Quels impacts sur le quotidien de ces agents ?

La loi de transition énergétique du 17 août 2015 définit des objectifs ambitieux en matière de prévention et de gestion des déchets : diminuer de 10 % les déchets ménagers (2020) ; réduire de 50 % les quantités de déchets mis en décharge (2025) ; porter à 65 % la part des déchets valorisés sous forme de matière, notamment organique ; recycler 70 % des déchets du BTP (2020).

Un agent de déchetterie

Les collectivités territoriales sont naturellement parties prenantes de cette dynamique. Par le biais de leurs politiques d’incitations aux changements de comportement, de l’organisation et de la tarification de leurs services de collecte ; comme, en bout de chaîne, par leurs règlements d’accès aux déchetteries.

Dans ces installations, les agents ont autant pour responsabilité d’orienter et conseiller les usagers que de surveiller les autorisations d’accès et la qualité du tri. Un bon contrôle qui est primordial pour prévenir une dégradation de la qualité des entrants, gage de la valorisation des déchets au niveau attendu et de la maîtrise des coûts de traitement.

Ils assurent donc la réception des déchets et corrigent les éventuelles erreurs de dépôt, coordonnent la gestion et le suivi des rotations des bennes et identifient les objets pouvant être destinés au réemploi. En contact direct avec les usagers et les prestataires de service à la collectivité, ils les renseignent et assurent une remontée régulière d’informations sur le tri.
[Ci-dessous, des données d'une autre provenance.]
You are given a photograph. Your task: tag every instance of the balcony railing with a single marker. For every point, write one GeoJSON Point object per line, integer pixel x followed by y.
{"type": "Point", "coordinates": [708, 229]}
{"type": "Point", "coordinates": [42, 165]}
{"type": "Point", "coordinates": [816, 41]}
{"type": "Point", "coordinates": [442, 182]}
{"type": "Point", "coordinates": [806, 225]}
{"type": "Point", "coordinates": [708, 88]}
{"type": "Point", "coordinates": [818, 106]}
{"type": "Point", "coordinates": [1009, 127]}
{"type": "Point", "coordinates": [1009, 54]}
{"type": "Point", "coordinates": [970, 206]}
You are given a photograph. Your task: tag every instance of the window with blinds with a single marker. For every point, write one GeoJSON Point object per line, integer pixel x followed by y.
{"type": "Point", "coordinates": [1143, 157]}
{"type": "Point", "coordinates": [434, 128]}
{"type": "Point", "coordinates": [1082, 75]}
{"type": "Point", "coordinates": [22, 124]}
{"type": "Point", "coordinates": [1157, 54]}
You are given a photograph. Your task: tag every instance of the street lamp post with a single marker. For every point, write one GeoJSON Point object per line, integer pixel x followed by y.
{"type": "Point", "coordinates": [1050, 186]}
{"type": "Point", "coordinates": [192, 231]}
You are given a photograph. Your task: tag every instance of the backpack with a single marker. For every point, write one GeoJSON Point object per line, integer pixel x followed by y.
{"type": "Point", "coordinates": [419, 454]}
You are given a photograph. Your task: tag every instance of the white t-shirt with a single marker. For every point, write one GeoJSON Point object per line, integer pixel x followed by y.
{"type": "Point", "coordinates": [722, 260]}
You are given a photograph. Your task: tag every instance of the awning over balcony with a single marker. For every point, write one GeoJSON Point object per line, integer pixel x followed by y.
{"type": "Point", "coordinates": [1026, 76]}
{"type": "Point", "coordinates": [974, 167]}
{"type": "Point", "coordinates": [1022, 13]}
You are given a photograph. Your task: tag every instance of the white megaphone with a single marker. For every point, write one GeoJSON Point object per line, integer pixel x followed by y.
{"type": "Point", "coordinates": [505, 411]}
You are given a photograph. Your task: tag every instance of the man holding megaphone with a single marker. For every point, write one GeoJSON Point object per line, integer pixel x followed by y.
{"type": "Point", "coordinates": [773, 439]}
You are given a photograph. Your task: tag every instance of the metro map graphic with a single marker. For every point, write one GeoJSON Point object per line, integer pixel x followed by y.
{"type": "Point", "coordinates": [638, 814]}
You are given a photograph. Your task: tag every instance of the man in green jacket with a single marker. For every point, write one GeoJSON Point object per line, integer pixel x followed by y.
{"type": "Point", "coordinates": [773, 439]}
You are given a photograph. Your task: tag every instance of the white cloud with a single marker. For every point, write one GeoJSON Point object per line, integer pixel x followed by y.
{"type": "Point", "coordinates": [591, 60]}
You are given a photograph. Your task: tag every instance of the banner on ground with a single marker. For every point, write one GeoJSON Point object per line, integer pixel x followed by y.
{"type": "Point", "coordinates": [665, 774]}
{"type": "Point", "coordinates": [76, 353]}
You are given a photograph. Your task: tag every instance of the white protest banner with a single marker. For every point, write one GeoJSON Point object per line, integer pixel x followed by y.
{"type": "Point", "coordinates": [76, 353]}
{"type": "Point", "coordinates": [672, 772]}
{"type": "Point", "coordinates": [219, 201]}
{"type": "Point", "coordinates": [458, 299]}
En conséquence, ils doivent maîtriser la typologie et la classification des déchets, les règles de tri, les filières de valorisation et de réemploi, ainsi que les consignes de prise en charge des déchets dangereux. Ils sont aussi souvent chargés de l’entretien et des réparations courantes des installations, parfois de la protection du site.
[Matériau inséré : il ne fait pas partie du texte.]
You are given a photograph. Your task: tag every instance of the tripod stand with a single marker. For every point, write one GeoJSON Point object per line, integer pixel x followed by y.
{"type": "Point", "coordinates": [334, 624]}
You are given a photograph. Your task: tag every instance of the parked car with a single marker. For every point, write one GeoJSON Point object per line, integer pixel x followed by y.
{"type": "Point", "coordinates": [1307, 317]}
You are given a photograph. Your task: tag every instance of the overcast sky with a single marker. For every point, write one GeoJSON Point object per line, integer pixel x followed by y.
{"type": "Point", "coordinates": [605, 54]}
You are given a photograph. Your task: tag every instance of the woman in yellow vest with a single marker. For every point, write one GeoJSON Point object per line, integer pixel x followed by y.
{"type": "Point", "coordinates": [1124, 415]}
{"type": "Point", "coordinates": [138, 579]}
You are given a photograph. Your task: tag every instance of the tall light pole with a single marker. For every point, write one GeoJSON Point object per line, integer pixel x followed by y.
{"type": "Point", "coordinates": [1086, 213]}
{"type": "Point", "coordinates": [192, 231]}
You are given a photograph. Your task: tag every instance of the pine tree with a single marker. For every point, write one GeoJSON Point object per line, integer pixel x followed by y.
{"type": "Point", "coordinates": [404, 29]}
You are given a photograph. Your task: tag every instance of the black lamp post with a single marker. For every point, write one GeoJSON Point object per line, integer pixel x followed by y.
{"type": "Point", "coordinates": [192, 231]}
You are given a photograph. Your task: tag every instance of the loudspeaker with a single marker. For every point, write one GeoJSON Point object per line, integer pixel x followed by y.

Le travail en déchetterie, majoritairement en extérieur, induit une pénibilité liée à la station debout, au port de charges, aux nuisances (bruit, odeurs). S’ajoute un risque de contact avec des matières dangereuses. Le port d’équipements de protection individuelle est donc obligatoire.

Le cadre d’emplois est celui des adjoints techniques territoriaux, catégorie C.

Le focus de l’expert RH

Face à des usagers qui estiment parfois être en droit de récupérer objets ou matériaux de valeur délaissés, à charge pour l’agent de déchetterie de rappeler que ce comportement s’apparente à du vol : rappelons que certains dépôts sont payants, notamment pour les professionnels, et que les collectivités sont liées contractuellement aux entreprises de recyclage qu’elles fournissent.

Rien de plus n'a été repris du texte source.